Je trouve cette réticence particulièrement révélatrice de l’importance de l’expérience utilisateur dans la perception de la qualité d’un produit. En d’autres termes, tous ces gens suggèrent qu’ils n’achèteront pas de livres électroniques car ils partent du principe que l’expérience de lecture d’un e-book sera inférieure à celle d’un livre papier.

Pourtant, l’e-book est un excellent produit, qui surpasse à de nombreux égards le live papier : plus économique, infiniment moins encombrant, plus écologique, version multilingue instantanée, possibilité de le mettre à jour sans réédition, pour ne citer qu’eux.

Ce qui manque encore à l’e-book pour s’imposer, c’est une expérience utilisateur qui mettra tout le monde d’accord, autrement dit un bon appareil de lecture. J’ignore si c’est l’iPad ou la prochaine invention du genre qui fera changer les mentalités, mais c’est bien une avancée dans l’expérience d’utilisation, et non dans le produit en lui même, qui placera le livre papier au rang de l’objet de collection.
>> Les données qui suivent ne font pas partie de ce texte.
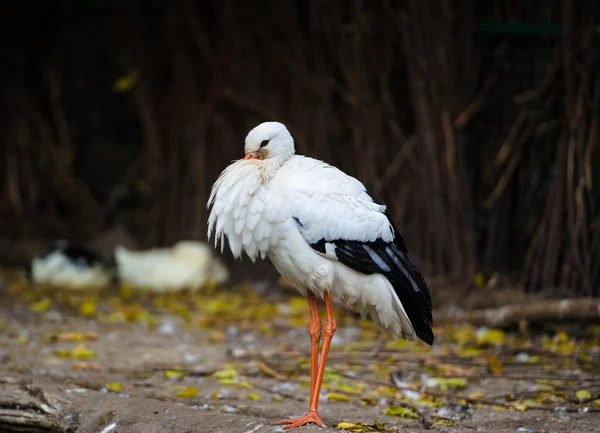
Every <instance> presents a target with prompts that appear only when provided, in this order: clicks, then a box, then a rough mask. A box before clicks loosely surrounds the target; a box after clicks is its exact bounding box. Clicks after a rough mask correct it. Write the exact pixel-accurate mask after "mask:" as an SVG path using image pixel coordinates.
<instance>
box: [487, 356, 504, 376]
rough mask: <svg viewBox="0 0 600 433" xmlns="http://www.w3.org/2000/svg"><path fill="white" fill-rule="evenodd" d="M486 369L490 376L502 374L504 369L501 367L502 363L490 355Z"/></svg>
mask: <svg viewBox="0 0 600 433" xmlns="http://www.w3.org/2000/svg"><path fill="white" fill-rule="evenodd" d="M488 369H489V371H490V373H492V374H502V372H503V371H504V367H503V366H502V362H500V359H498V357H497V356H496V355H492V356H490V357H489V359H488Z"/></svg>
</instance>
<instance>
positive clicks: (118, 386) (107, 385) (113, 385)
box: [104, 382, 121, 392]
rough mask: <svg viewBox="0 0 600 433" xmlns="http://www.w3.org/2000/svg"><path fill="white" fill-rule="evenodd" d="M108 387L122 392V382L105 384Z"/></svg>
mask: <svg viewBox="0 0 600 433" xmlns="http://www.w3.org/2000/svg"><path fill="white" fill-rule="evenodd" d="M104 387H105V388H106V389H108V390H109V391H113V392H121V382H115V383H109V384H107V385H104Z"/></svg>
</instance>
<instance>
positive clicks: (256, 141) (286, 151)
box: [244, 122, 295, 164]
mask: <svg viewBox="0 0 600 433" xmlns="http://www.w3.org/2000/svg"><path fill="white" fill-rule="evenodd" d="M244 150H245V152H246V156H244V159H246V160H254V159H256V160H262V161H265V163H269V162H276V163H278V164H283V163H284V162H285V161H287V160H288V159H289V158H291V157H292V155H294V152H295V150H294V139H293V138H292V135H291V134H290V131H288V130H287V128H286V127H285V125H284V124H283V123H279V122H264V123H261V124H260V125H258V126H256V127H255V128H254V129H252V130H251V131H250V132H249V133H248V135H247V136H246V146H245V148H244Z"/></svg>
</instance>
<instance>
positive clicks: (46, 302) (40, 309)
mask: <svg viewBox="0 0 600 433" xmlns="http://www.w3.org/2000/svg"><path fill="white" fill-rule="evenodd" d="M50 307H52V301H51V300H50V299H49V298H44V299H41V300H39V301H37V302H34V303H33V304H31V305H30V306H29V309H30V310H31V311H33V312H34V313H44V312H46V311H48V310H49V309H50Z"/></svg>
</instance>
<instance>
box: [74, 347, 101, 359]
mask: <svg viewBox="0 0 600 433" xmlns="http://www.w3.org/2000/svg"><path fill="white" fill-rule="evenodd" d="M72 354H73V358H78V359H89V358H95V357H96V352H94V351H93V350H92V349H88V348H87V347H85V344H79V345H78V346H77V347H76V348H75V349H73V352H72Z"/></svg>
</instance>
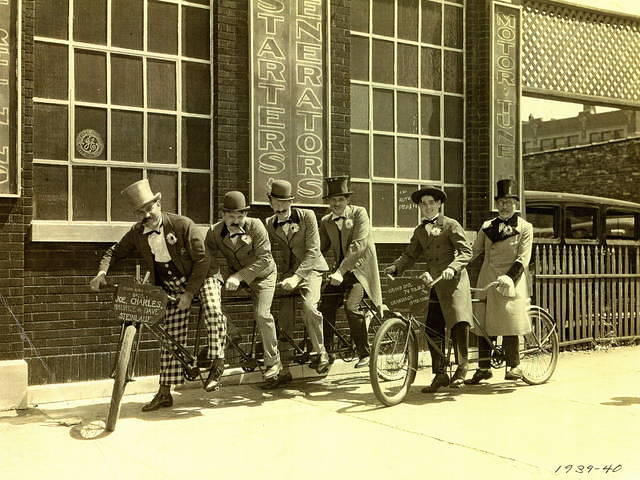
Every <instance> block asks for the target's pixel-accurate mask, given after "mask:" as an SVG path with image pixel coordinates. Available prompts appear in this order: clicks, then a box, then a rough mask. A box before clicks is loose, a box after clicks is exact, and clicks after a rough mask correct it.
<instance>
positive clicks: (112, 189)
mask: <svg viewBox="0 0 640 480" xmlns="http://www.w3.org/2000/svg"><path fill="white" fill-rule="evenodd" d="M138 180H142V170H138V169H135V168H112V169H111V220H114V221H118V222H135V221H136V220H137V218H136V216H135V215H134V213H133V212H132V211H131V205H130V204H129V202H128V201H127V200H126V198H125V197H124V196H122V194H121V193H120V192H122V190H124V189H125V188H126V187H128V186H129V185H131V184H132V183H133V182H137V181H138Z"/></svg>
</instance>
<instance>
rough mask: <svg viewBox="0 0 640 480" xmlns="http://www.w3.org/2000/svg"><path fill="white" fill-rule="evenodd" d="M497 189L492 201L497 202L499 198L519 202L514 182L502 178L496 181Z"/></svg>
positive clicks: (515, 187)
mask: <svg viewBox="0 0 640 480" xmlns="http://www.w3.org/2000/svg"><path fill="white" fill-rule="evenodd" d="M497 187H498V189H497V191H496V196H495V198H494V200H498V199H499V198H515V199H516V200H520V196H519V195H518V185H517V184H516V181H515V180H512V179H510V178H503V179H502V180H498V184H497Z"/></svg>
Alors, et seulement alors, on regardera en arrière et on se demandera comment on a pu remplir nos bibliothèques de livres en papier. On n’aura peut-être pas inventé de recette miracle pour faire manger des pommes aux enfants d’ici là, mais il y a fort à parier que, eux, n’auront aucun problème avec les e-books.
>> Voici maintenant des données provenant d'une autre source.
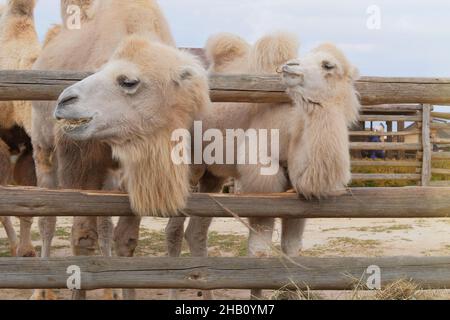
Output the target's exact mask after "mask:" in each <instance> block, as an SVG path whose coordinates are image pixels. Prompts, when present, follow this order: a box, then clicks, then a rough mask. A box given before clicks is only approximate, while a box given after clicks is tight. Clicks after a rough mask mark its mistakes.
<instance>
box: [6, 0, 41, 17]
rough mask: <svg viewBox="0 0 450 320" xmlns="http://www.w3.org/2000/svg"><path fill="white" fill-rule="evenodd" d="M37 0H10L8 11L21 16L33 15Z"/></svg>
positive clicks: (11, 13) (19, 15)
mask: <svg viewBox="0 0 450 320" xmlns="http://www.w3.org/2000/svg"><path fill="white" fill-rule="evenodd" d="M35 6H36V0H9V1H8V5H7V7H8V12H9V13H10V14H13V15H19V16H32V15H33V12H34V7H35Z"/></svg>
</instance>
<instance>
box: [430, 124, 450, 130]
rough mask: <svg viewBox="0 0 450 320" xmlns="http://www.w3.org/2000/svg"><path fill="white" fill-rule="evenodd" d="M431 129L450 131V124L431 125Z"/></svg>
mask: <svg viewBox="0 0 450 320" xmlns="http://www.w3.org/2000/svg"><path fill="white" fill-rule="evenodd" d="M431 129H435V130H439V129H446V130H448V129H450V123H431Z"/></svg>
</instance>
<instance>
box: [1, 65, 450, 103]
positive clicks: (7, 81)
mask: <svg viewBox="0 0 450 320" xmlns="http://www.w3.org/2000/svg"><path fill="white" fill-rule="evenodd" d="M88 75H89V73H82V72H67V71H8V70H5V71H0V100H56V99H57V97H58V96H59V95H60V93H61V92H62V91H63V90H64V88H66V87H67V86H70V85H72V84H74V83H75V82H77V81H80V80H82V79H84V78H85V77H86V76H88ZM210 87H211V99H212V101H215V102H268V103H272V102H289V101H290V99H289V97H288V96H287V94H286V93H285V87H284V86H283V85H282V84H281V82H280V78H279V77H278V76H249V75H212V76H211V77H210ZM356 88H357V90H358V91H359V93H360V95H361V102H362V104H363V105H379V104H403V103H430V104H450V79H437V78H383V77H363V78H361V79H360V80H359V81H357V83H356Z"/></svg>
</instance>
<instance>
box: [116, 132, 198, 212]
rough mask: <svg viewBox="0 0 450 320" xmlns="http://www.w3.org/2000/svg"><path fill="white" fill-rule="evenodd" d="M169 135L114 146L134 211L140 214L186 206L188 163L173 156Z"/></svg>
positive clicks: (166, 211) (187, 185)
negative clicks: (175, 159)
mask: <svg viewBox="0 0 450 320" xmlns="http://www.w3.org/2000/svg"><path fill="white" fill-rule="evenodd" d="M172 147H173V144H172V142H171V141H170V135H167V134H162V135H161V134H160V135H158V136H156V137H152V138H151V139H148V140H147V141H140V142H139V143H134V144H129V145H125V146H120V147H118V146H115V147H114V146H113V154H114V156H115V157H116V158H117V159H118V160H119V161H120V162H121V164H122V167H123V169H124V176H125V185H126V187H127V191H128V193H129V197H130V203H131V206H132V209H133V211H134V212H135V213H136V214H138V215H141V216H169V215H173V214H176V213H177V211H178V210H180V209H183V208H184V207H185V204H186V200H187V197H188V195H189V167H188V165H187V164H181V165H176V164H175V163H174V162H173V161H172V159H171V152H172Z"/></svg>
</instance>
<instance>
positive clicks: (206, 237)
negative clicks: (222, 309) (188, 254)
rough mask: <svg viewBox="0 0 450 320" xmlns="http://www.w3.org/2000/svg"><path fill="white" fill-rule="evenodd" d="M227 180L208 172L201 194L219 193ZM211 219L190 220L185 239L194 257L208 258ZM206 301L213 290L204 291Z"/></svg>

Comme dans toutes les histoires, il y a une morale : l’expérience utilisateur est cruciale dans l’appréciation que le public aura d’un nouveau produit, indépendamment de ses qualités intrinsèques. Ceci est valable pour n’importe quel produit, mais à plus forte raison si ce dernier bouscule les habitudes culturelles du consommateur.